The Mujahedin-e Khalq group (People’s Mujahedin of Iran, MEK), founded in the sixties, was one of the driving forces behind the 1979 anti-Shah revolution. It later split with the new Iranian leadership and unleashed a terrorist campaign in the country. As calculated by Iranian media, out of the 17,000 killed in Iran in terrorist attacks since the victory of the Islamic Revolution in 1979, about 12,000 of them were victims of terrorist acts by the MEK.
In 1997, the group was included in the U.S. State Department’s list of foreign terrorist organizations; it was included because among the MEK’s many victims there were several American citizens. It was also listed as a terrorist organization by several other countries, as well as the European Union.

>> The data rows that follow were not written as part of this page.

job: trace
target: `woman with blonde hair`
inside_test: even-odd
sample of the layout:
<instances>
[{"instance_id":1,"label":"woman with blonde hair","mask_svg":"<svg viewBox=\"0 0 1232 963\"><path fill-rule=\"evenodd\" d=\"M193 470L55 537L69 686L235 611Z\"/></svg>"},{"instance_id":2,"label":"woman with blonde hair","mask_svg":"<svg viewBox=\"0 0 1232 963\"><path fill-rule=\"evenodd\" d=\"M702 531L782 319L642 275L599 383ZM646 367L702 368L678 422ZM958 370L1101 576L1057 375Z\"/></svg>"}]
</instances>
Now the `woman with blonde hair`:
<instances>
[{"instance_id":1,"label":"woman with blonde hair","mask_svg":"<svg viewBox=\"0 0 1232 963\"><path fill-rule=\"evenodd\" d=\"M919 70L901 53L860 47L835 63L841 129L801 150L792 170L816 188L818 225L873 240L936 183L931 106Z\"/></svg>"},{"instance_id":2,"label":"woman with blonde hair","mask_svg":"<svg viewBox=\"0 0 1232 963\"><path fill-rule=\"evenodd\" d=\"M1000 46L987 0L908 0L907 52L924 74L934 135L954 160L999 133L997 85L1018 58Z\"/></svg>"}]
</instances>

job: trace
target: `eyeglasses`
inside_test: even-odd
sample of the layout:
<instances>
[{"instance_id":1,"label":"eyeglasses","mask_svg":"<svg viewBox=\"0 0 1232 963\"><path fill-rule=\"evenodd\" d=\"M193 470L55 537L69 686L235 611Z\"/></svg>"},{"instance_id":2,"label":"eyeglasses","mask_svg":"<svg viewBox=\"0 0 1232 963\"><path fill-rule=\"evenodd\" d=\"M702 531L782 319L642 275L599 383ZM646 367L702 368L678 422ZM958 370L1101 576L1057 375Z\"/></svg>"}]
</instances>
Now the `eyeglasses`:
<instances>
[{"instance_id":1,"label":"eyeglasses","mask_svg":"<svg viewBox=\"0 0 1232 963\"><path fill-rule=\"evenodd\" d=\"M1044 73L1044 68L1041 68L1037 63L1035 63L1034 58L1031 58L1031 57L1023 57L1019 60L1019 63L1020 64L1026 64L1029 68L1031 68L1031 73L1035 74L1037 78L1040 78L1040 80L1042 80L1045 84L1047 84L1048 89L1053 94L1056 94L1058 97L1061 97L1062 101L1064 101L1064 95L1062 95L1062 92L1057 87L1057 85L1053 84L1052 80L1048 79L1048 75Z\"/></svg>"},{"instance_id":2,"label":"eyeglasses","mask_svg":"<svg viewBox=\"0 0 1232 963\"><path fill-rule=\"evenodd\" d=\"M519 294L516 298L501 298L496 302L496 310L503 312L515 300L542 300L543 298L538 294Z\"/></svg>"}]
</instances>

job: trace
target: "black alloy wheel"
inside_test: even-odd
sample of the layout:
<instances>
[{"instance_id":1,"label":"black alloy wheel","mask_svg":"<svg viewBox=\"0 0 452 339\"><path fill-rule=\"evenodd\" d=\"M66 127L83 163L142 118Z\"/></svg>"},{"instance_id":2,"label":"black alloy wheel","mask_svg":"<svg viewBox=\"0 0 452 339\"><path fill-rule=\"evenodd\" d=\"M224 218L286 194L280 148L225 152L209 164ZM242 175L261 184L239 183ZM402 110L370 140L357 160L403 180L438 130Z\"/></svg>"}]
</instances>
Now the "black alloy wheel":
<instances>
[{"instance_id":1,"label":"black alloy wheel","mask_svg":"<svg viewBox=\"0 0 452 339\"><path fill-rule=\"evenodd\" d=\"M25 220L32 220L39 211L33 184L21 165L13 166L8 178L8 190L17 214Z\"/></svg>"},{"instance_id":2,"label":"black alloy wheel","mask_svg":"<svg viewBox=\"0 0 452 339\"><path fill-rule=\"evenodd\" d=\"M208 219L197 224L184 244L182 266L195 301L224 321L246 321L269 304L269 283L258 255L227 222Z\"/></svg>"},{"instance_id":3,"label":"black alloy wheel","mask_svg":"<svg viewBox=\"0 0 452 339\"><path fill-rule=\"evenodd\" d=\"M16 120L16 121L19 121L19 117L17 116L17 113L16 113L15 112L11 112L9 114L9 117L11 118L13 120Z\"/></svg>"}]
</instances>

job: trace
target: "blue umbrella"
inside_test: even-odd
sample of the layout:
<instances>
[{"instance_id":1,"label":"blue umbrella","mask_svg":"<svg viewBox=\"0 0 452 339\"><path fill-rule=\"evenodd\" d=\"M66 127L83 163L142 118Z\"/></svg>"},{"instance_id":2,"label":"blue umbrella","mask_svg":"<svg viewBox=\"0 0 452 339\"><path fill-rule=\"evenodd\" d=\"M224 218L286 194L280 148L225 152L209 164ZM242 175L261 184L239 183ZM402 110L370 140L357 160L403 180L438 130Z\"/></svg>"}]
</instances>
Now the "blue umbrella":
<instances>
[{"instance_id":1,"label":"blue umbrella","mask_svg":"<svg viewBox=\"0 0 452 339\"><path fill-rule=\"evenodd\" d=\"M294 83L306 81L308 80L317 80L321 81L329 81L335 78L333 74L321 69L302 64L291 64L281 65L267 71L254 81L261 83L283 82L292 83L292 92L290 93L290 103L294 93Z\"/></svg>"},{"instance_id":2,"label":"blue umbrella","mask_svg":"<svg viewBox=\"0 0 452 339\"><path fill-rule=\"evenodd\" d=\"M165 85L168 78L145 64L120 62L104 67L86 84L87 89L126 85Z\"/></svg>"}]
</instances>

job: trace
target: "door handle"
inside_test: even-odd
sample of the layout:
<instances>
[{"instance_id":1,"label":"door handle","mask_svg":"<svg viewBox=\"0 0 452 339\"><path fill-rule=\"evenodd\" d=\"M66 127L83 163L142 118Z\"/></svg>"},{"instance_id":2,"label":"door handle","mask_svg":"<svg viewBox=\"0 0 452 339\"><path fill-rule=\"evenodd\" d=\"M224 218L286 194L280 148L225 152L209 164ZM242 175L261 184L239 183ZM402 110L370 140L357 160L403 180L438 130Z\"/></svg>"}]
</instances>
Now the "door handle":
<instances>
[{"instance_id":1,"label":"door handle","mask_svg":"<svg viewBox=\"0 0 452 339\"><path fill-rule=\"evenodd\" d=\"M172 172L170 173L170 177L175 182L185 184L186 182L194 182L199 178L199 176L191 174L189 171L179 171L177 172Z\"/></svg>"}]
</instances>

Things change however, and because the MEK is probably one of the most powerful forces opposing the current Iranian government, the U.S. found the group useful as a convenient «proxy» for its policy aimed at overthrowing the regime in Iran. A lengthy, and rather vociferous, campaign led the MEK being struck from terrorist lists, first by the EU (January 2009), then by the U.S. (September 2012) and finally Canada (December 2012).
The MEK formally denounced its terrorist policy in the early 2000s but Iranian scholars tend to believe that in fact, such activity has not in reality been curbed. For example, It is widely believed that it was MEK members who were responsible for several well-known cases of assassinations of Iranian nuclear scientists in recent years, often attributed to Israeli special services.

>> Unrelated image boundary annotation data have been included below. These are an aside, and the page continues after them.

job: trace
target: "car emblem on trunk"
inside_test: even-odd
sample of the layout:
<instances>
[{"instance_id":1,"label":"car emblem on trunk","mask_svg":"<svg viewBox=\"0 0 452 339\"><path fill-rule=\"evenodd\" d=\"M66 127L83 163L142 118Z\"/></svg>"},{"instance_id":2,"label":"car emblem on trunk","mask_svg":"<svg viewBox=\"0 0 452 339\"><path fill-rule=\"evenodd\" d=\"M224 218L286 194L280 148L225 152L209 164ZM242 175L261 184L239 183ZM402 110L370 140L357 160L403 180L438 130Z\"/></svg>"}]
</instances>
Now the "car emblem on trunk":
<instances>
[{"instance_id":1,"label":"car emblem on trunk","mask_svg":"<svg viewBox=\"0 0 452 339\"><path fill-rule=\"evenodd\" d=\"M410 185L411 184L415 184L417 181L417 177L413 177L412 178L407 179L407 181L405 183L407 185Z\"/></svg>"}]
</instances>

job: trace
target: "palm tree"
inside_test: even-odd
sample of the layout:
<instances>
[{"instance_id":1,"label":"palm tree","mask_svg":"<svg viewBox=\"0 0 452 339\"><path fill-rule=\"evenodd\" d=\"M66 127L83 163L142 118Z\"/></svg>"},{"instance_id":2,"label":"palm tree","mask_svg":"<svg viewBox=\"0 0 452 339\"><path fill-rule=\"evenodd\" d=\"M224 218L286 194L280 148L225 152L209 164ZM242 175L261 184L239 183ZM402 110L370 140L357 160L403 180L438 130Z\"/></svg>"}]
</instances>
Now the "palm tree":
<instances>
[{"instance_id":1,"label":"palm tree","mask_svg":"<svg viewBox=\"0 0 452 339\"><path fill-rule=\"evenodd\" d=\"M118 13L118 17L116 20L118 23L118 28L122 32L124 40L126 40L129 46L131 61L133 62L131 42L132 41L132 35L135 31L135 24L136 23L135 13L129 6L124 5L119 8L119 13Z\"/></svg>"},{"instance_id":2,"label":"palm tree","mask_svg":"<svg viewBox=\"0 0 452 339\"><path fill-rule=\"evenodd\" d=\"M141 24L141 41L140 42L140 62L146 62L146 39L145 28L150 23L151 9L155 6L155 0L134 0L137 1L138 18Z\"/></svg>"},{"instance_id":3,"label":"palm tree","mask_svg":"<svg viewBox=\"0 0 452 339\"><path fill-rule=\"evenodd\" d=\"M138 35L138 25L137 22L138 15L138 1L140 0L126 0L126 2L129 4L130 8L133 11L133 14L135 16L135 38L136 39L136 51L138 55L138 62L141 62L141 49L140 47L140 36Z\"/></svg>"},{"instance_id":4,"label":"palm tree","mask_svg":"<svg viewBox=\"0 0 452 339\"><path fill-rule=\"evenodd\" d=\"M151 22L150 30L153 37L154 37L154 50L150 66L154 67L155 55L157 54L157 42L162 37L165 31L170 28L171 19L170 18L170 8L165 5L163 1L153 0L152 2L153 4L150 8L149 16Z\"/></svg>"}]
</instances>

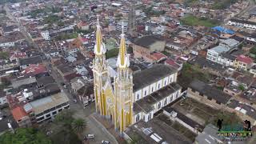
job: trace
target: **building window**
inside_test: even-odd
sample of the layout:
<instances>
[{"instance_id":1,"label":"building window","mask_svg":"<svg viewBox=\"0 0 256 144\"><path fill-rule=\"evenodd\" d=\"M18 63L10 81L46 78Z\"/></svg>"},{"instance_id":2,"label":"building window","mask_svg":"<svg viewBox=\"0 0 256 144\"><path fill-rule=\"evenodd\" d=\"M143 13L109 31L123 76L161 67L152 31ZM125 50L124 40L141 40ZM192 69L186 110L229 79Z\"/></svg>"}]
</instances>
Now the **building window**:
<instances>
[{"instance_id":1,"label":"building window","mask_svg":"<svg viewBox=\"0 0 256 144\"><path fill-rule=\"evenodd\" d=\"M149 116L147 117L147 120L151 119L151 113L150 113Z\"/></svg>"},{"instance_id":2,"label":"building window","mask_svg":"<svg viewBox=\"0 0 256 144\"><path fill-rule=\"evenodd\" d=\"M167 104L167 98L166 98L166 100L165 100L165 106Z\"/></svg>"},{"instance_id":3,"label":"building window","mask_svg":"<svg viewBox=\"0 0 256 144\"><path fill-rule=\"evenodd\" d=\"M178 92L176 93L176 98L178 98Z\"/></svg>"},{"instance_id":4,"label":"building window","mask_svg":"<svg viewBox=\"0 0 256 144\"><path fill-rule=\"evenodd\" d=\"M43 120L44 118L45 118L44 117L41 117L41 118L37 118L37 121L41 121L41 120Z\"/></svg>"},{"instance_id":5,"label":"building window","mask_svg":"<svg viewBox=\"0 0 256 144\"><path fill-rule=\"evenodd\" d=\"M212 100L212 98L207 97L207 99L209 99L210 101Z\"/></svg>"},{"instance_id":6,"label":"building window","mask_svg":"<svg viewBox=\"0 0 256 144\"><path fill-rule=\"evenodd\" d=\"M138 114L137 116L136 116L136 122L138 122L139 120L139 115Z\"/></svg>"},{"instance_id":7,"label":"building window","mask_svg":"<svg viewBox=\"0 0 256 144\"><path fill-rule=\"evenodd\" d=\"M158 109L161 108L161 102L158 103Z\"/></svg>"},{"instance_id":8,"label":"building window","mask_svg":"<svg viewBox=\"0 0 256 144\"><path fill-rule=\"evenodd\" d=\"M173 96L170 96L170 102L172 102L173 101Z\"/></svg>"}]
</instances>

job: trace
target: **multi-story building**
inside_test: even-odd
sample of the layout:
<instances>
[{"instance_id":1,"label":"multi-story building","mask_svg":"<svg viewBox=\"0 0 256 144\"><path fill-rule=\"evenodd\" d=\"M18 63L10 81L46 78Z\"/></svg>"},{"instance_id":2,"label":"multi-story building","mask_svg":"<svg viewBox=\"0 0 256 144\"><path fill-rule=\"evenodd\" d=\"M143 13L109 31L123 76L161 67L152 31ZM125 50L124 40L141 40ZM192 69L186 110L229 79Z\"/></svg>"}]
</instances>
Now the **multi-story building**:
<instances>
[{"instance_id":1,"label":"multi-story building","mask_svg":"<svg viewBox=\"0 0 256 144\"><path fill-rule=\"evenodd\" d=\"M218 62L218 59L219 55L222 53L227 52L229 50L230 50L229 48L223 46L215 46L215 47L207 50L206 59L209 59L209 60L214 62Z\"/></svg>"},{"instance_id":2,"label":"multi-story building","mask_svg":"<svg viewBox=\"0 0 256 144\"><path fill-rule=\"evenodd\" d=\"M29 103L35 115L36 122L50 120L70 106L69 98L64 93L58 93Z\"/></svg>"},{"instance_id":3,"label":"multi-story building","mask_svg":"<svg viewBox=\"0 0 256 144\"><path fill-rule=\"evenodd\" d=\"M49 33L48 30L42 31L41 32L41 36L46 41L49 41L50 38L50 33Z\"/></svg>"},{"instance_id":4,"label":"multi-story building","mask_svg":"<svg viewBox=\"0 0 256 144\"><path fill-rule=\"evenodd\" d=\"M111 119L120 133L139 120L147 122L155 112L179 98L181 93L181 86L175 83L177 70L166 65L131 72L123 29L114 83L108 73L98 22L93 66L96 111Z\"/></svg>"},{"instance_id":5,"label":"multi-story building","mask_svg":"<svg viewBox=\"0 0 256 144\"><path fill-rule=\"evenodd\" d=\"M250 21L245 21L242 19L230 18L227 23L230 26L234 26L237 27L242 27L249 30L256 30L256 22Z\"/></svg>"},{"instance_id":6,"label":"multi-story building","mask_svg":"<svg viewBox=\"0 0 256 144\"><path fill-rule=\"evenodd\" d=\"M246 70L254 63L254 60L245 55L239 55L236 58L234 66L237 69Z\"/></svg>"},{"instance_id":7,"label":"multi-story building","mask_svg":"<svg viewBox=\"0 0 256 144\"><path fill-rule=\"evenodd\" d=\"M128 29L128 22L119 22L116 26L116 30L119 30L119 31L122 31L122 26L123 26L124 32L126 32L127 29Z\"/></svg>"}]
</instances>

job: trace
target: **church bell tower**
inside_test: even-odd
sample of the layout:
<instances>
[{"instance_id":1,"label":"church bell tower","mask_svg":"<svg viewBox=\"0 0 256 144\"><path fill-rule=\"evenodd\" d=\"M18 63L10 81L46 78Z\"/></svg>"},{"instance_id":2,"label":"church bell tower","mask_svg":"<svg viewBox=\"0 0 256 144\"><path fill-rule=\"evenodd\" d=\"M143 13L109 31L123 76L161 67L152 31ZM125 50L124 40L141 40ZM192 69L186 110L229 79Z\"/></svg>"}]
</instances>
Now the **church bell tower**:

Several high-ranking officials from the current and previous U.S. administrations attended Thursday’s event on Pennsylvania Avenue; former U.N. Ambassador John Bolton, former Obama National Security Adviser Jim Jones and former Representative Patrick Kennedy, were among the many luminaries.
Too much has been said in recent years about the use of «double standards» in U.S. diplomacy and its distinction between «good» and «bad» terrorists. This case demonstrates the most blatant example. Indeed, it is not the exactly what this or that organization does that matters; rather its objectives are what counts. If its current intentions coincide with those of U.S. foreign policy, an organization can easily be removed from the terror list and even acknowledged as a «Parliament-in-exile» as in MEK’s case, along with its umbrella organization, the National Council of Resistance of Iran.
It should also be noted that among MEK’s most ardent backers we find a landmark figure of U.S. policy concerning the «Great Middle East»; Representative Dana Rohrabacher, famous for his untiring support for all kinds of separatist movements from Kosovo to Pakistan.
Among his latest initiatives is a call to block all aid to Pakistan and support for the separatist (basically, terrorist) movements fighting for self-determination for the Baloch people of the country. The long term goal is clearly in complete harmony with America’s approach to Iranian exile groups. The idea is to create so much instability, by nourishing a variety of terrorists and separatists, that it will either lead to secession and the formation of buffer states (pro-American by definition), or result in the kind of total chaos that would justify American interference.
Of course, Representative Rohrabacher does not lay down U.S. foreign policy but his initiatives are clearly useful as touchstones to test public opinion at home and abroad.
The fact that one of his ideas has materialized as the office for an Iranian «Parliament-in-exile» only reinforces the belief that other actions of the kind are likely to follow.